The mother of a Marjory Stoneman Douglas High School senior and two recent graduates announced on Friday her plans to run for the Broward County school board, the third parent inspired to try to make schools safer after the Feb. 14 shooting that took 17 lives.

Tenille Decoste joins the race for school board district 4, where she will run against Lori Alhadeff, whose daughter, Alyssa, was killed in the shooting. Ryan Petty, who lost his daughter, Alaina, is running for an at-large seat.

Decoste's son, Julien, 18, just graduated from Stoneman Douglas, and she said he was close friends with victim Joaquin Oliver. One of her daughters, Jada, 17, was homeschooled this past year but will be a senior at Stoneman Douglas in the fall. Her other daughter, Destinie, 23, graduated from the Parkland high school in 2013.

Decoste said she watched Julien cry about missing his friend at graduation rather than celebrating his achievement of finishing high school. He's headed to Valencia College in Orlando. The mother also fielded questions from her youngest daughter, incoming senior Jada, about whether it would be safe to go back to school.

"Children aren't supposed to be worried about, are they going to come home, or is there going to be another shooting?" Decoste said during a media availability at the Coral Springs office of a gynecology practice owned by her aunt. "They need to be worried about academics, and that’s it.

"This is why I got off the sideline," she said.

READ MORE: Parents Of Stoneman Douglas Victims Announce Run For Broward County School Board

Decoste argued she is the best candidate for the position because of her experience in local government. She is assistant director for the city of Miramar and oversees athletics, child care, and camps. She previously worked as director of human resources for the city of Delray Beach.

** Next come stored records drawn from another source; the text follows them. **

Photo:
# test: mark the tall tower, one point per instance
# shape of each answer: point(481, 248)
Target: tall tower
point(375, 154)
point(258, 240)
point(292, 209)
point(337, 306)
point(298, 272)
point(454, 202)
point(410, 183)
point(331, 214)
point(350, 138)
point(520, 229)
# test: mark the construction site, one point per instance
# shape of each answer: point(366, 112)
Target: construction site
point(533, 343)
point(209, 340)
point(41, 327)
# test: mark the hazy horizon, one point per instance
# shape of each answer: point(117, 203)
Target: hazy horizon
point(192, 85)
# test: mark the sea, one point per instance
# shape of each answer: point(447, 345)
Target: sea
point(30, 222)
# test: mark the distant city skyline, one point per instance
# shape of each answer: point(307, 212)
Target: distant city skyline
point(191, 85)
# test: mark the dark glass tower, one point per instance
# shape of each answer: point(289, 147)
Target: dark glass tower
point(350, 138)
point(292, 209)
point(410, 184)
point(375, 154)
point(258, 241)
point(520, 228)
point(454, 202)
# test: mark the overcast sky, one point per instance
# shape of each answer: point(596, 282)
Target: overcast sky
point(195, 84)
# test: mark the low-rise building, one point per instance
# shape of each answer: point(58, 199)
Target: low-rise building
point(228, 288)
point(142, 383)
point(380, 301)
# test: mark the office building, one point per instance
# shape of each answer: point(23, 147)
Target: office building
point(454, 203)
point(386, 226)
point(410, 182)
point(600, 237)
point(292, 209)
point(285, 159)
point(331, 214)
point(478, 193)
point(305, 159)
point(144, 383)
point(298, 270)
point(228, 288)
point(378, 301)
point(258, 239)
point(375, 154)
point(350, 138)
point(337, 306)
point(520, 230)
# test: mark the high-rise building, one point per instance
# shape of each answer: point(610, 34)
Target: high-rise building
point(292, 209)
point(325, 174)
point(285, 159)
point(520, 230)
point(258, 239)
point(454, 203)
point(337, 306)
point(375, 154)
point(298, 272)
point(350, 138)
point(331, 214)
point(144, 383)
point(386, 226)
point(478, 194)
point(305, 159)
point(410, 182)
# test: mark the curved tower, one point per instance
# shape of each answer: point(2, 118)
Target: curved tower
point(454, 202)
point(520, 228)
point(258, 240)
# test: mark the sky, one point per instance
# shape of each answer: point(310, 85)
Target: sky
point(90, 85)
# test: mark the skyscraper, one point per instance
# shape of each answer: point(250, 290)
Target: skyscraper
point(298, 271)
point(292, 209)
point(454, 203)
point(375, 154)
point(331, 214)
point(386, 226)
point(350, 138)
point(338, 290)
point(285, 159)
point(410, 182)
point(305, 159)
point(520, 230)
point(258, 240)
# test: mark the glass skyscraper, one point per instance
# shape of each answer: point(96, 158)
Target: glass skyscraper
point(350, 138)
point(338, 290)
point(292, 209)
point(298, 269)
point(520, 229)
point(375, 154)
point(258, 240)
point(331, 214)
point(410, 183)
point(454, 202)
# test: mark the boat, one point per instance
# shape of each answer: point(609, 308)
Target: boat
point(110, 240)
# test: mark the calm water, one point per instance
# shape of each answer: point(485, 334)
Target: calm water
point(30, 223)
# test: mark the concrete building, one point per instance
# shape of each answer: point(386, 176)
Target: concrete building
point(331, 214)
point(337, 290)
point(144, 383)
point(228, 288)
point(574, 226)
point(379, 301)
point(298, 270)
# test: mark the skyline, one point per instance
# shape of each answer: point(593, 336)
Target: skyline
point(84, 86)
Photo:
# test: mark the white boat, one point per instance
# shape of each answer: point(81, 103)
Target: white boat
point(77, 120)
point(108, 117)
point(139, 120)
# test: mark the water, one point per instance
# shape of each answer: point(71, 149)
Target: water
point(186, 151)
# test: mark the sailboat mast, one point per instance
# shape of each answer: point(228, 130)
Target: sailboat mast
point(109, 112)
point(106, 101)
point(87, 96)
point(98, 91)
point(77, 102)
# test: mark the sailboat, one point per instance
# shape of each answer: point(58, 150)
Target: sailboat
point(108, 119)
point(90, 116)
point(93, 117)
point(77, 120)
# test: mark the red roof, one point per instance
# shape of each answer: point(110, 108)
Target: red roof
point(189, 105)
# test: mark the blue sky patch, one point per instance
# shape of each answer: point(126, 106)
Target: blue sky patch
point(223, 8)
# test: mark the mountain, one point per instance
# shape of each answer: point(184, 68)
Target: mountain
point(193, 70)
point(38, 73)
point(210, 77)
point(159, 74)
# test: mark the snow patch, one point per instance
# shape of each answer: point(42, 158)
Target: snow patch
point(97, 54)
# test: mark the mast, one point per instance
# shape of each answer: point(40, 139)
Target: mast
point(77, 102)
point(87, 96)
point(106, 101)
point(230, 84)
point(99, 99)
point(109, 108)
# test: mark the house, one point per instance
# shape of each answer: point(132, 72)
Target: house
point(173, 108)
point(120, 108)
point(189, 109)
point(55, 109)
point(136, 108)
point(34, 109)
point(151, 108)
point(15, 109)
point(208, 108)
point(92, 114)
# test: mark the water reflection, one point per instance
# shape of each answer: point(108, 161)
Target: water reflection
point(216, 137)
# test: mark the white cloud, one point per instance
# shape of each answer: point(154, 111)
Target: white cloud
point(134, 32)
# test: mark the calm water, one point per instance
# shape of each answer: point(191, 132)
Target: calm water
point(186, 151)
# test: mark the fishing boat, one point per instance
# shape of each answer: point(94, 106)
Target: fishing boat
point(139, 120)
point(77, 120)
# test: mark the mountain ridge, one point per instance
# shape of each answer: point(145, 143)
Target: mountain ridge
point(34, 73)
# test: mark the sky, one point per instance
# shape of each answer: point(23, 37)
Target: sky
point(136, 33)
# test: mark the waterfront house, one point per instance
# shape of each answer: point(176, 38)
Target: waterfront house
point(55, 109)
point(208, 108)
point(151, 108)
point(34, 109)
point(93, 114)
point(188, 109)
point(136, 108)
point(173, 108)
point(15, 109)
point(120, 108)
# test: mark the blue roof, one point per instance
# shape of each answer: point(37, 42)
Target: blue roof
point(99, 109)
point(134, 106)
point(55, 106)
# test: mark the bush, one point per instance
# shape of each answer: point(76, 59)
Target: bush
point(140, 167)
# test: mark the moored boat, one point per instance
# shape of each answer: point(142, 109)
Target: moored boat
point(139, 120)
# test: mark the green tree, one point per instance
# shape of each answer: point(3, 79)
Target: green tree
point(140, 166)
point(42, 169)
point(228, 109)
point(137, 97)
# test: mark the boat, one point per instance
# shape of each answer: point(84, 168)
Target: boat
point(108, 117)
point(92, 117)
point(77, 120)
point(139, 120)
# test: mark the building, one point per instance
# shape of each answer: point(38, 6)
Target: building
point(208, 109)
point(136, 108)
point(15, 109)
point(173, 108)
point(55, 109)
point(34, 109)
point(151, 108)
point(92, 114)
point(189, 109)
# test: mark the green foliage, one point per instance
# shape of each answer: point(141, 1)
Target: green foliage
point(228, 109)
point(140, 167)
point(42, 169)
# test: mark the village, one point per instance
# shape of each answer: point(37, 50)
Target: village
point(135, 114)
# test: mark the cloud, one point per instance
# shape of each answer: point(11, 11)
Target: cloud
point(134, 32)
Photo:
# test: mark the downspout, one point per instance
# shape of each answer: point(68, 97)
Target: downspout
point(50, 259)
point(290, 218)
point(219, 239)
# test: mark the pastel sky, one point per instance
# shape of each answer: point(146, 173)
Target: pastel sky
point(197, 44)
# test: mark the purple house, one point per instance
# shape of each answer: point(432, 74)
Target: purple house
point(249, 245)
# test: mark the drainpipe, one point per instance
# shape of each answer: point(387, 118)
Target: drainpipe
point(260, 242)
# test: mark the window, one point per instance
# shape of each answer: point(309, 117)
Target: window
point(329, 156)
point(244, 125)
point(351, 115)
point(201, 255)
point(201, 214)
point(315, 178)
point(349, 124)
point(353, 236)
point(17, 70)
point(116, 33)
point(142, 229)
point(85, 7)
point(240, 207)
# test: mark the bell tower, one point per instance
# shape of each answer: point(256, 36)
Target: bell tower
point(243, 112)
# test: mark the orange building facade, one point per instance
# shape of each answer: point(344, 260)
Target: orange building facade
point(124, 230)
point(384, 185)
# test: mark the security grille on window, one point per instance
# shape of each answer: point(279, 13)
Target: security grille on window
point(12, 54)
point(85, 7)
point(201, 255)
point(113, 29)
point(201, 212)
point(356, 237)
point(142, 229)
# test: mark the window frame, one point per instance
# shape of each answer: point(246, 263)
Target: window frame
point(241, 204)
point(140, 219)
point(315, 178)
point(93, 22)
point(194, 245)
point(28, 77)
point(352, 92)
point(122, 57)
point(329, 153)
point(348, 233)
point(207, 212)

She said she'll work to enhance school safety and improve mental health resources available to students.

She opposes teachers carrying guns, which is possible under a new state law passed since the shooting, and believes only law enforcement officers should be tasked with protecting campuses. The school board recently voted to hire armed security guards who are not members of local police forces, arguing it was the only way to comply with the law’s requirement that a cop or armed "guardian" be posted on every school campus by the start of next school year.

She and her daughter Jada both said they would oppose adding metal detectors or pursuing other policies that they argued would make schools feel like prisons.

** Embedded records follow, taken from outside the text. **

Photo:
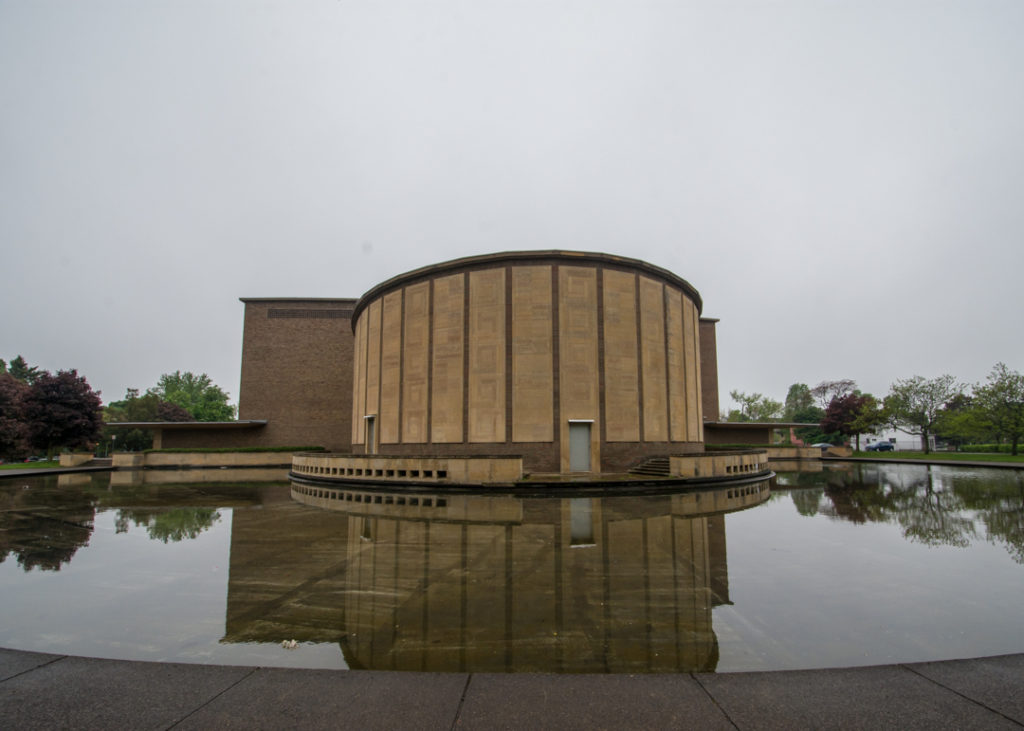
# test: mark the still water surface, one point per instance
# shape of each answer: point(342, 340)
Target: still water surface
point(857, 564)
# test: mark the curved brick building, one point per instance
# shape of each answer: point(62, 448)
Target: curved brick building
point(578, 361)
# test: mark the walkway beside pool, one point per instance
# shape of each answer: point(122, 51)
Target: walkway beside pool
point(58, 691)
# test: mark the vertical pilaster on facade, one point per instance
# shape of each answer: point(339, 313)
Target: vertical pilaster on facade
point(486, 355)
point(448, 379)
point(531, 328)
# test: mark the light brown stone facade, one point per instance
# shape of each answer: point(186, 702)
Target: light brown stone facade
point(510, 353)
point(296, 374)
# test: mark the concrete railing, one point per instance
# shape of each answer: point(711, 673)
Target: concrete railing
point(181, 460)
point(456, 470)
point(719, 465)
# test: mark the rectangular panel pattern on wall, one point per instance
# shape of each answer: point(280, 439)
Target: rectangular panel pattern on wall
point(676, 346)
point(532, 377)
point(655, 426)
point(486, 355)
point(622, 392)
point(359, 380)
point(448, 378)
point(390, 369)
point(415, 377)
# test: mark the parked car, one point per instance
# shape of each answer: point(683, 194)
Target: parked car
point(881, 446)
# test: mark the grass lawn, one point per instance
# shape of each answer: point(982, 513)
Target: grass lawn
point(942, 456)
point(30, 465)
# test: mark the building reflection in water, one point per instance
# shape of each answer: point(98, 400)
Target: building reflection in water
point(463, 583)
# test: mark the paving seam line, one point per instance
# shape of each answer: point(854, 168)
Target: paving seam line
point(714, 700)
point(199, 707)
point(32, 670)
point(462, 700)
point(966, 697)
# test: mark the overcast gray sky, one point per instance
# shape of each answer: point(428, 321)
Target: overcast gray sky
point(842, 181)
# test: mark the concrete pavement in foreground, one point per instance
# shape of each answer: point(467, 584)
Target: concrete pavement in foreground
point(57, 691)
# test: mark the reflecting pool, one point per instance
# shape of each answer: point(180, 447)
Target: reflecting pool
point(852, 564)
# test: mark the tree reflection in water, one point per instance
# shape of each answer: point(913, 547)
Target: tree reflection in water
point(932, 505)
point(168, 524)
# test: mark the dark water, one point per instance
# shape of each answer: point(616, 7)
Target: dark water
point(859, 565)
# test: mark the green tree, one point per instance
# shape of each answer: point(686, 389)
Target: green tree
point(853, 415)
point(61, 411)
point(754, 407)
point(1000, 401)
point(827, 390)
point(962, 421)
point(798, 399)
point(914, 404)
point(147, 407)
point(197, 394)
point(23, 372)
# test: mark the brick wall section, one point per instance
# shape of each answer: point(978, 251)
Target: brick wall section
point(297, 373)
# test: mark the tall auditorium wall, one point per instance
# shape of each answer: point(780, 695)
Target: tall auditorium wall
point(509, 353)
point(297, 372)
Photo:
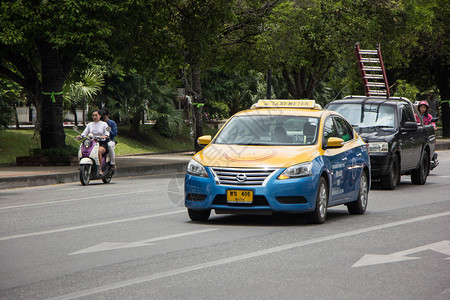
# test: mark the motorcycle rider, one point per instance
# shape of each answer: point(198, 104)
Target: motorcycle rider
point(98, 129)
point(112, 134)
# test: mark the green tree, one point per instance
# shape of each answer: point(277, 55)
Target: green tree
point(304, 39)
point(40, 41)
point(79, 93)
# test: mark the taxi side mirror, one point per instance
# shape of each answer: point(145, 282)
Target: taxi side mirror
point(204, 140)
point(334, 142)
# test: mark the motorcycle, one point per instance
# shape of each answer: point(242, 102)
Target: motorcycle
point(89, 162)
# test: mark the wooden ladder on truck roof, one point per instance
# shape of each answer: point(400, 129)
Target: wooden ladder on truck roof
point(373, 73)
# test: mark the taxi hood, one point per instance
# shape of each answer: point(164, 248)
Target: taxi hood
point(245, 156)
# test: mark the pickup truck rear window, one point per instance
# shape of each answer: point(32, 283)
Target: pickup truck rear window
point(366, 115)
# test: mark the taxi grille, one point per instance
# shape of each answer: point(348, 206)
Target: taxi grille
point(257, 201)
point(243, 177)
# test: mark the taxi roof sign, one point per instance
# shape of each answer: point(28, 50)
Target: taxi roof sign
point(287, 104)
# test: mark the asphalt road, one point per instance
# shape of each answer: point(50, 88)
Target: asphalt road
point(137, 242)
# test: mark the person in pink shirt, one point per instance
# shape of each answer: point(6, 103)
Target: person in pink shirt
point(426, 117)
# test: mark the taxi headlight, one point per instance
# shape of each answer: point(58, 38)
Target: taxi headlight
point(300, 170)
point(87, 143)
point(378, 147)
point(196, 169)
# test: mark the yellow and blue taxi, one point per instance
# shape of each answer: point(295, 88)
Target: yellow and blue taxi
point(279, 156)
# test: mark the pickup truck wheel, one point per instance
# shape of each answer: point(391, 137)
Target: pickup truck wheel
point(392, 178)
point(419, 175)
point(359, 206)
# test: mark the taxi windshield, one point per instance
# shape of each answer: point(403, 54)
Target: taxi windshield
point(269, 130)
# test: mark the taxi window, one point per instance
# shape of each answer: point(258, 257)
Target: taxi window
point(329, 130)
point(269, 130)
point(344, 129)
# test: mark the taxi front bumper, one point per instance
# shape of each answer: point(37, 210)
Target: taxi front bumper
point(288, 195)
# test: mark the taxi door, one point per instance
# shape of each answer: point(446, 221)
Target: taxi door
point(353, 157)
point(337, 160)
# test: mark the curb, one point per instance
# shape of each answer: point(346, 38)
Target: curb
point(50, 179)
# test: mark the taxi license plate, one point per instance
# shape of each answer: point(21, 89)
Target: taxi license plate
point(239, 196)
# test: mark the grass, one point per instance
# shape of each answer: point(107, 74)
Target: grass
point(20, 142)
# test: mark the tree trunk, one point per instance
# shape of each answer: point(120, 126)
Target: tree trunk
point(53, 77)
point(444, 90)
point(135, 124)
point(198, 108)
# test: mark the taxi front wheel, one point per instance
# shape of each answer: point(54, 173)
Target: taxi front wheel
point(359, 206)
point(319, 214)
point(199, 215)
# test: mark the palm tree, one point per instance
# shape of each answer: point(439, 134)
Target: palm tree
point(77, 93)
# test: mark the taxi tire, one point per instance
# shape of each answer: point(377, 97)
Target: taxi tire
point(359, 206)
point(319, 214)
point(392, 178)
point(199, 215)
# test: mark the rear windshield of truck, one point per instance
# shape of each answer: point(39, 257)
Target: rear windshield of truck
point(364, 115)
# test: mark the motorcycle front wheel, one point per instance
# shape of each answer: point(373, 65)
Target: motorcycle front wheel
point(85, 174)
point(107, 178)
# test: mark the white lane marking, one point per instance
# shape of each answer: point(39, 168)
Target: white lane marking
point(375, 259)
point(232, 259)
point(147, 242)
point(75, 199)
point(17, 236)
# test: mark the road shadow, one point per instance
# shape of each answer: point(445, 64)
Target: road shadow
point(275, 220)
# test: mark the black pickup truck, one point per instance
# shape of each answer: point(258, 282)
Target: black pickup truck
point(399, 143)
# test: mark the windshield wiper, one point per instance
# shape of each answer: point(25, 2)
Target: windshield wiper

"I want to go in and see the school I saw in ninth grade, in 10th grade," incoming senior Jada Decoste said.

Tenille Decoste said she would also use the position to advocate for stricter gun control measures.

She said she has the endorsement of Abby Freedman, the school board member who currently holds the seat but has announced she is not running for re-election. Freedman did not immediately return requests for comment. But as Decoste was preparing to begin the press conference, she called Freedman and put her on speakerphone, and Freedman confirmed she is supporting Decoste.

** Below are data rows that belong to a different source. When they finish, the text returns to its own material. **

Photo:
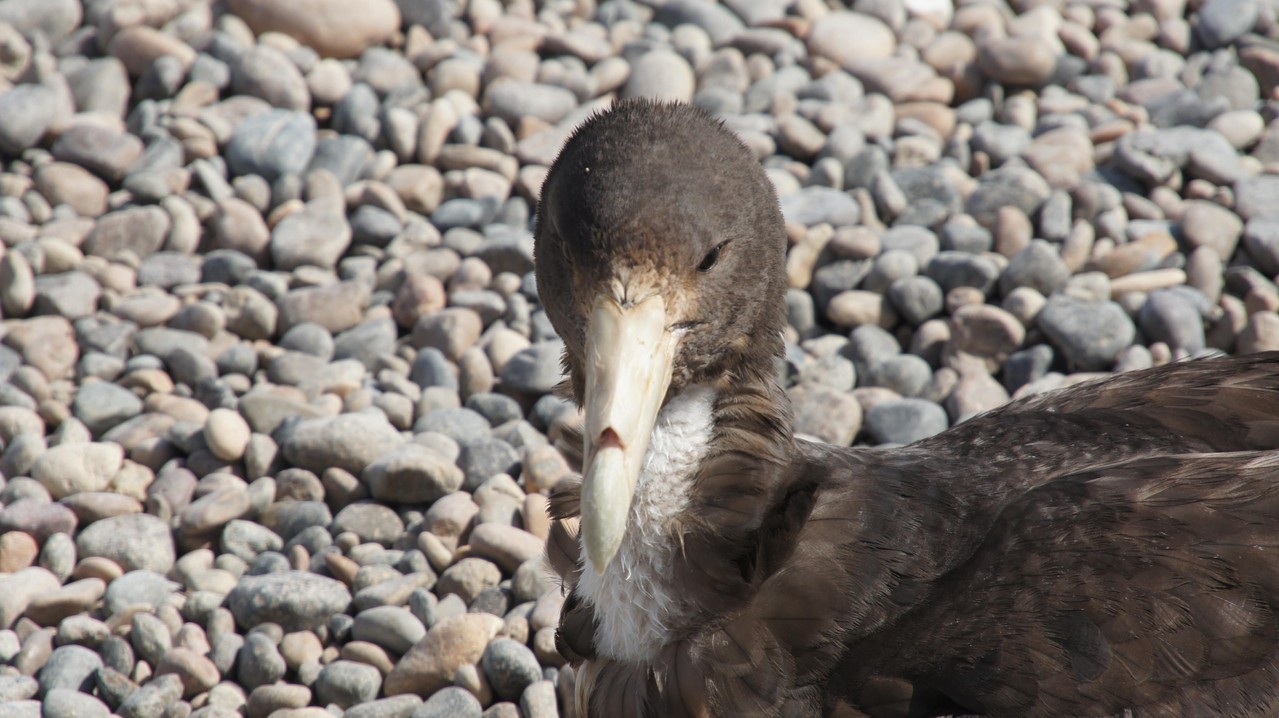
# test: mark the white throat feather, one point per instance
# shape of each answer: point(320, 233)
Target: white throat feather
point(635, 598)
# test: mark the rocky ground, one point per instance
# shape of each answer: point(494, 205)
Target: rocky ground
point(274, 380)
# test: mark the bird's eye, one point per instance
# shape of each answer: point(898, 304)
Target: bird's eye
point(711, 259)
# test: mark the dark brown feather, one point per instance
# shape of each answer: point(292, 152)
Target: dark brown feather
point(1112, 547)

Asked for a response to Decoste's candidacy, a consultant who is working for Alhadeff’s campaign stressed she is focusing on getting her message out to the voters of district 4.

"Everyone has the right to run," Sean Phillipi, the consultant, said.

A third candidate, Michael Kottler, has also qualified for the race. He hasn’t raised any money yet. Alhadeff has brought in more than $75,000 in monetary and in-kind donations, compared to Decoste's about $2,500. The non-partisan race will appear on local ballots on Aug. 28, with a run-off, if necessary, on Nov. 6.

District 4 includes Parkland, Coral Springs, Tamarac and part of North Lauderdale.

Decoste’s daughter Jada said she would feel safer at school if her mother were on the school board, because she would know that someone she trusts is looking out for students’ best interest.

"She’s a very strong person, and if she wants change, she can make it happen," Jada Decoste said.

CORRECTION: The original version of this article incorrectly stated that the Broward school board election is on Nov. 6. It is on Aug. 28, with a runoff, if necessary, on Nov. 6.